Consequently, according to the military document, the new president is assigned all the roles the SCAF have enjoyed minus two sub-points: the ability to author legislation and public policy.
This means presidential campaigns have been busy unveiling socio-economic programs for Egypt, that no one can hand-on-heart, say they are able to implement. The public, arguably, voted blind.
While the country’s emerging political forces continue to jockey for power and privileges, the ruling military council has throughout the year waged a counter-revolution campaign, violently putting down street protests.
One of the most worrying and overlooked developments was the single largest mass arrest of protesters since the start of the revolution on 4 May, as orchestrated by the SCAF. Hundreds are currently facing military trials, a practise illegal under International Human Rights law, where defendants, with practically no legal representation, are quickly handed harsh jail sentences by army judges.
As the country’s revolutionary forces continue to face marginalisation from the formal political arena, proponents of change wonder what happened to the informal community of Tahrir Square during the 18 days, where people imagined a new Egypt?
A reactive street
Street action has, arguably, become reactive, as typified by the 4 May clashes between the military police and protesters. That particular demonstration had been called in response to a thug attack on a separate sit-in in front of the defence ministry.
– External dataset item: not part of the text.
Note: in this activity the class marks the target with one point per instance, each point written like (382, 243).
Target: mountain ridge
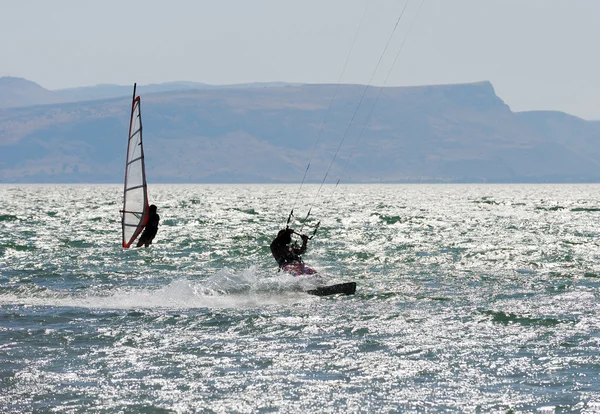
(438, 133)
“We didn’t believe in the initial cause of the sit-in, many chose not to join us that Friday but what do you do when people die?” asks Ahmed, 25, an engineering student, whose friends were briefly detained. “Do you let blood be spilled?”
What ensued was a chain of kneejerk protests and multiple incidences of arrests, a recurring pattern in Egypt since November’s street battles with police.
The presidential elections similarly encouraged a reactive response to engagement in formal politics.
Minority groups, in particular felt the pressure. As Coptic multimedia journalist Simon Hanna explained, churches called on Egypt’s Christians to throw their support behind former-regime figure Ahmed Shafiq. Escalating violence against the Christian community, including recent burning of churches, he explained, is perceived by many to have become more prevalent after the ouster of Mubarak.
“They feel very vulnerable right now, they believe Shafiq as president is going to be strong enough to counteract the Islamists, which is a tangible fear.”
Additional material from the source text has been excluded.